Ее взгляд остановился на крыше из веток. В их убежище было душно — дым от костра и запахи готовящейся пищи забивали дыхание, но воздух тем не менее был гораздо свежее, чем в фургоне.
— Вы хороший человек, — прошептала Мэгги. — Хороший человек…
Мэбри смущенно отвернулся и начал подбрасывать хворост в огонь.
После завтрака Мэбри лег, укрылся одеялами и заснул. Дышал он тяжело, но в первый раз за долгое время по-настоящему расслабился.
Дженис смотрела на него, мучаясь противоречивыми чувствами и вздыхая.
— Точно, — сказала Доуди, — ты в него влюбилась.
Глава 14
Дженис оглянулась с опаской: Господи, а вдруг он услышит! Но Мэбри дышал ровно, он безмятежно спал. Все, что произошло в эти дни, казалось ей нереальным, ведь в том мире, привычном, ничего подобного не могло быть.
— Я не могу любить его. Он убивал людей.
Доуди причесывалась. Она искоса взглянула на Дженис.
— А допустим, что Уайкофф попытался бы вломиться в фургон. Ведь ты бы его застрелила, значит — тоже убила бы человека.
— Но это совсем другое дело!
— Правда? — Доуди молча расчесывала волосы, глядя в крохотное ручное зеркальце. — Думаешь, откуда у меня этот револьвер?
— Какой револьвер?
— Тот, который был у меня. Он достался мне от отца. Его сняли с тела после того, как отца застрелили в Колорадо.
— Я думала, ты ненавидишь оружие!
— Здесь оружие — инструмент. Люди пускают его в ход, когда возникает необходимость. Я понимаю Кинга Мэбри, потому что мой отец был таким же. — Доуди легкими движениями пальцев поправила прическу. — Там, где нет правосудия, нельзя оставлять всю силу в руках беззакония, поэтому хорошие люди и пользуются оружием.
Мэгги прислушивалась к их разговору.
— Очень правильная мысль. Я даже не представляю, что бы с нами произошло, если бы не он.
Дженис удивленно повернулась к ней.
— Мы не представляли, что ты все знаешь!
— Я все слышала. Этот парень — настоящий мужчина. Жаль, что я не могу снова стать молодой…
Женщины умолкли, и слышалось лишь потрескивание костра. Дженис встала, подошла ко входу и приподняла одеяло, чтобы выпустить дым.

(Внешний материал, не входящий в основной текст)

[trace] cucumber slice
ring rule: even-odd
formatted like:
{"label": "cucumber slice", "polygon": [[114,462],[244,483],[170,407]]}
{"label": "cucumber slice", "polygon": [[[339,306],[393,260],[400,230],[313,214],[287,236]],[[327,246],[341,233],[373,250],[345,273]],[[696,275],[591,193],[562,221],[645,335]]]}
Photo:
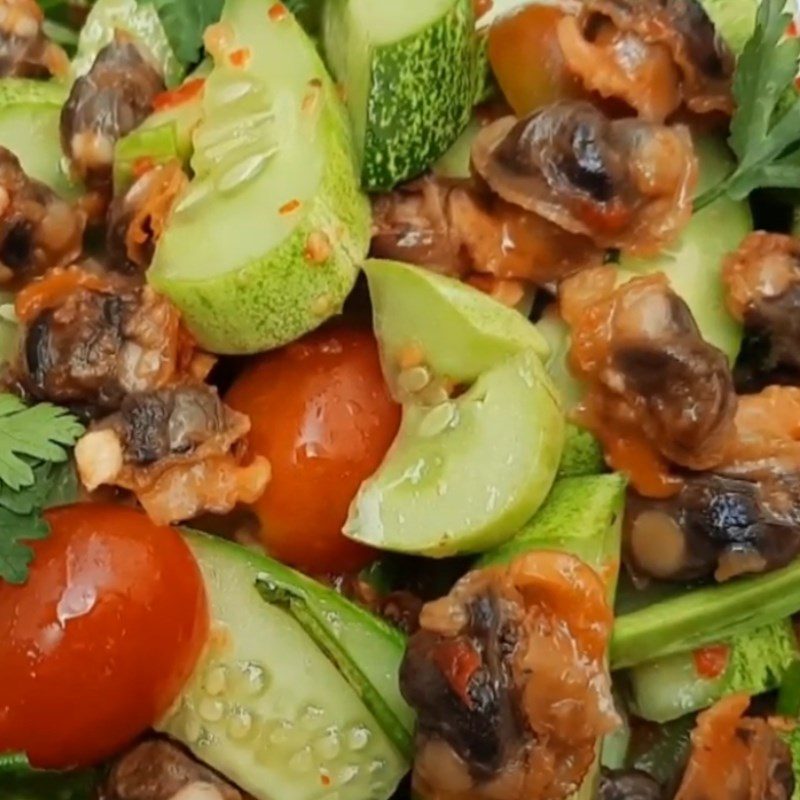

На морозе постукивали друг о друга хрупкие ветки. Кинг Мэбри пробормотал что-то во сне и затих.
Тишину нарушали лишь капли подтаявшего снега, которые время от времени падали с их пушистой крыши. Внутри убежища было тепло и даже уютно.
Кинг проснулся в тишине. Доуди спала. Дженис в задумчивости сидела у костра, время от времени подкидывала дрова. Он молча наблюдал за ней, потом взглянул вверх — день давно наступил.
Пора уходить. Однако путешествие, даже без Мэгги — тяжкое испытание в такой снегопад. Лучше было бы переждать непогоду. Они находились где-то в районе притока Паудер, который назывался Ред-Форк — это он знал наверняка. Миддл-Форк должен лежать ближе к югу.
Мэбри не знал эту местность, но траппер, у которого он купил вороного, много о ней рассказывал, а Мэбри умел слушать. Карт не существовало, и люди узнавали о тех или иных краях от тех, кто побывал там, тогда многие умели рассказывать, а уж слушать и запоминать — подавно.